Mourinho'nun Kendine Has Futboluyla Inter'le 2010 Ş. Ligi'ni Kazanma Hikayesi
2010 yılında inter'le avrupa'nın en büyük kupasını kazanan büyük hoca jose mourinho.
inter o dönemki futbolu nedeniyle pek çok kişi tarafından sevilmese de jose mourinho'nun pragmatist yaklaşımı sayesinde her şeyi tam olarak olması gerektiği yaparak zirveye oturmuştu. bana kalırsa bayern münih gibi, barcelona gibi makinevari canavarlara karşı yapılabilecek en güzel şeyleri yaparak; yıllarca unutulmayacak, kendine has bir tarzla şampiyonluğu hak ettiler.
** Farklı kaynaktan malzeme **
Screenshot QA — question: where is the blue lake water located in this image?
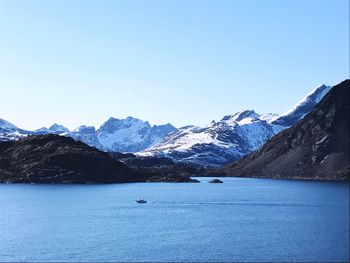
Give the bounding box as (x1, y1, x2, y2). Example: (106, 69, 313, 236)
(0, 177, 349, 262)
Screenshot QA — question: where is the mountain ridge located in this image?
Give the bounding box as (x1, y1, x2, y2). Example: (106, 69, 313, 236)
(215, 79, 349, 180)
(0, 116, 177, 153)
(1, 82, 333, 166)
(140, 83, 332, 166)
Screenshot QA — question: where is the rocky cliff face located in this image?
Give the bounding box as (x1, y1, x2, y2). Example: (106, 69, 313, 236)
(218, 80, 349, 180)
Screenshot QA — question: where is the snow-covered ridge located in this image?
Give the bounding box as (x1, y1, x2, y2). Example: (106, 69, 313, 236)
(140, 84, 332, 166)
(34, 123, 70, 135)
(0, 116, 177, 152)
(0, 118, 29, 141)
(270, 84, 331, 127)
(0, 118, 18, 130)
(96, 116, 177, 152)
(284, 84, 331, 116)
(139, 110, 277, 165)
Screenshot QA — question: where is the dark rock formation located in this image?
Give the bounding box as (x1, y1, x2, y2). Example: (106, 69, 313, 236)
(0, 134, 202, 184)
(216, 79, 349, 180)
(146, 175, 200, 183)
(0, 134, 146, 183)
(208, 179, 223, 183)
(109, 152, 205, 178)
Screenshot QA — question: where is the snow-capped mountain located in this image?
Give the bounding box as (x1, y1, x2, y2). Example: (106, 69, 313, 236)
(0, 116, 176, 152)
(271, 84, 331, 127)
(0, 118, 17, 130)
(96, 117, 177, 152)
(140, 110, 276, 166)
(69, 125, 105, 150)
(0, 118, 29, 141)
(48, 123, 70, 134)
(34, 123, 70, 135)
(140, 84, 332, 166)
son röportajında mourinho, o zamanki takımın bağlarından bahsetmiş. her hafta yapılan barbeküler, whatsapp grupları ve hala çok sıkı şekilde devam eden iletişim ağı. barbeküler arjantinlilerin sorumluluğundaymış mesela. esteban cambiasso eti getirir, javier zanetti organizasyon işine bakar, diego milito da "grill-master" diye bahsedilen walter samuel'e yardım edermiş pişirme konusunda.
böyle bir ortam olunca, haliyle mourinho da ekipten "aile" diye söz ediyor. bugün hala maçlardan önce birbirlerine şans dileyen, çok farklı yerlerde farklı hayatlar yasalar da bağlarını koparmamış bir grup olmuşlar. o kadar ki, bahsedilen whatsapp grubunda en aktif kişi jose'nin kendisiymiş hatta.
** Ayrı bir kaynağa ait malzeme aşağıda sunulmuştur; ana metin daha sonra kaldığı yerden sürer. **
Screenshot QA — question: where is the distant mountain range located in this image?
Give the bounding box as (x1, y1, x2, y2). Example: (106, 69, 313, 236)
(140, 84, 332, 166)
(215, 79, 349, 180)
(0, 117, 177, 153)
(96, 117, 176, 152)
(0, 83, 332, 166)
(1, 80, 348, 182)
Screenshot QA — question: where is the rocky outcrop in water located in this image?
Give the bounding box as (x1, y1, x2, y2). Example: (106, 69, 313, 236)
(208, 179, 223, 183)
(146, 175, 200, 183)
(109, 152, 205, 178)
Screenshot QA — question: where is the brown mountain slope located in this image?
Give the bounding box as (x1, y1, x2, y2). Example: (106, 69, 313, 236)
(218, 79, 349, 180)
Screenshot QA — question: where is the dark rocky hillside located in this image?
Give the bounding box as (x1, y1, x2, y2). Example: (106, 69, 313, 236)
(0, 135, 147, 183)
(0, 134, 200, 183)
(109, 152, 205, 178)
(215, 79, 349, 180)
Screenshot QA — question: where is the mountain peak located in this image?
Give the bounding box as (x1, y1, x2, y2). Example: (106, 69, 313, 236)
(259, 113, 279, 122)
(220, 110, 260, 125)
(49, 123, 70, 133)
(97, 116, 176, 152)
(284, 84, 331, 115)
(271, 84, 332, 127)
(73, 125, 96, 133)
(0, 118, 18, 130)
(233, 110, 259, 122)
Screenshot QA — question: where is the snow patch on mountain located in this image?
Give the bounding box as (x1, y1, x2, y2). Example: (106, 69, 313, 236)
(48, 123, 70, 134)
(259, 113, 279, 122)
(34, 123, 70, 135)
mourinho malum, çok sansasyonel ve insanlar üzerindeki etkisi genelde uçlarda olan bir kişi. ben sevenler tarafında olan bir futbolsever olarak inter'de ve diğer takımlarda yaptıklarını çok büyük birer iş olarak görüyorum. asla meydan okumadan kaçmayan, hataları da çok olsa da defalarca şapkadan tavşan çıkardığını gördüğümüz bir deha bence. bunu da sadece saha içi başarıya bağlamak olmaz ki zaten oyuncularıyla olan 'gerçek' ilişkilerini de görüyoruz.
roberto mancini (ki onu da çok severim) koltuğu mou'ya bıraktığında ligi domine etmiş bir inter vardı. avrupa'da hala başarı gelmemiş olsa da beklentiler artık belli bir seviyeye ulaşmıştı ve mourinho ismine bakınca da beklenenler belliydi.
ilk yıl, yani 2009 sezonunda şampiyonlar ligi'nde manchester united'a elenince massimo moratti, ınter kariyerinde hiç olmadığı derece çıldırmış. üstelik zlatan ibrahimoviç barca'ya gidiyor ve yetmezmiş gibi jose'ye real madrid'in ilgisi var. yani aslında her şey o yaz darmadağın olabilecekken başkan, mourinho'dan kalmasını istemiş ve o da "kendisine verdiği sözü tutacağını" söyleyerek göreve devam kararı almış.
o yıl, yani efsane 2010 sezonunda kadroya bakınca marco materazzi ve javier zanetti 36, ivan cordoba 33, dejan stankoviç 31, julio sezar ve esteban cambiasso 30 yasında artık. bir bakıma birçok yıldızın prime dönemi geçmiş ya da son şansları denebilir.
"farklı futbolcular farklı bakış açılarına sahip oluyor. kimi oyuncu son yıllarında, kontratları biterken sadece bir kaç milyon daha kazanma peşinde olurken; kimileri de son bir şans ile daha önce hiç başarmadıkları şeyleri başarma, hiç yükselemedikleri yerlere yükselme isteğinde oluyor. takımda (inter'de) devamlı oynayanlar zaten muhteşemdiler. ancak daha da muhteşem olan sürekli 11'de olmayanların her zaman takım için, gençler için, teknik direktör için yardıma ve göreve hazır olmalarıydı ve bu beni çok mutlu ediyordu. ikinci şampiyonlar ligi kupamı kazanırken bile kendim için değil, onlar için seviniyordum."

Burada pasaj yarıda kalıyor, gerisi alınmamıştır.